Planners and urbanists have boisterously made the case that parking lots are a nightmare in terms of land use, and with good reason behind it. Considering the amount of land a typical shopping center’s parking lot takes up, there is a lot of ‘dead’ space in our communities. But what if parking lots are truly alive and can be made more alive with certain activities and creative design?
A piece in The New York Times covered what kinds of techniques are being implemented to make parking lots more usable. The article briefly dives into a number of ways that parking lot design and usage needs to be improved. Here at the Urbanist Dispatch, John Cruz described the greening of parking lots with greenhouses and farmers markets filling in the vast sea of parking. There are certainly plenty of cheap opportunities to fill up parking lots and create a sense of place even before a person reaches the distant storefront.

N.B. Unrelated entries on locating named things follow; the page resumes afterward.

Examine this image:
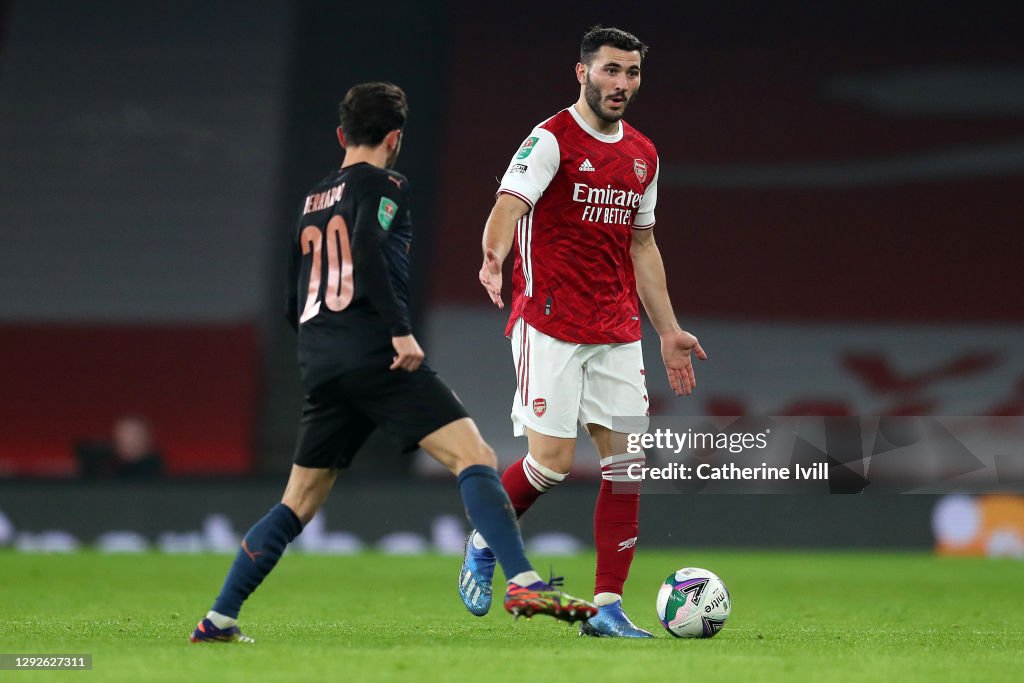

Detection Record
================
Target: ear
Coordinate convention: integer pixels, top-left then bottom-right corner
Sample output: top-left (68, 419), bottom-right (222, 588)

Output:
top-left (577, 61), bottom-right (587, 85)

One great perspective drawn out of the NY Times article is that even in a parking lot of a dead shopping center, life can be found. The article describes the Dutchess County Mall in Fishkill, NY (which lived a short life from 1974 to its official closing in 1998). The parking lot in its abandoned state would host a plethora of activity from fast food junkies stopping to eat their meal in the car, to the presence of a hot dog truck vendor, as well as a weekend flea market. An Ohio State University thesis paper describes the observed social behavior in shopping center parking lots. Talking accounted for 77% of all social behavior observed in the study, while 7% of social activity was play. Carefully scan a sea of parking next time you find yourself there and don’t be surprised if kids are pulling off skateboarding tricks in the back corner.
Taking notice of the types of social interaction that goes on within a parking lot is crucial to understand what to do with these spaces in the future. The perception may be that pedestrians struggle to live and move within the landscape of the automobile. Yet taking advantage of observed actions already going on in parking lots may provide better functionality for these large swaths of land, empty or busy alike.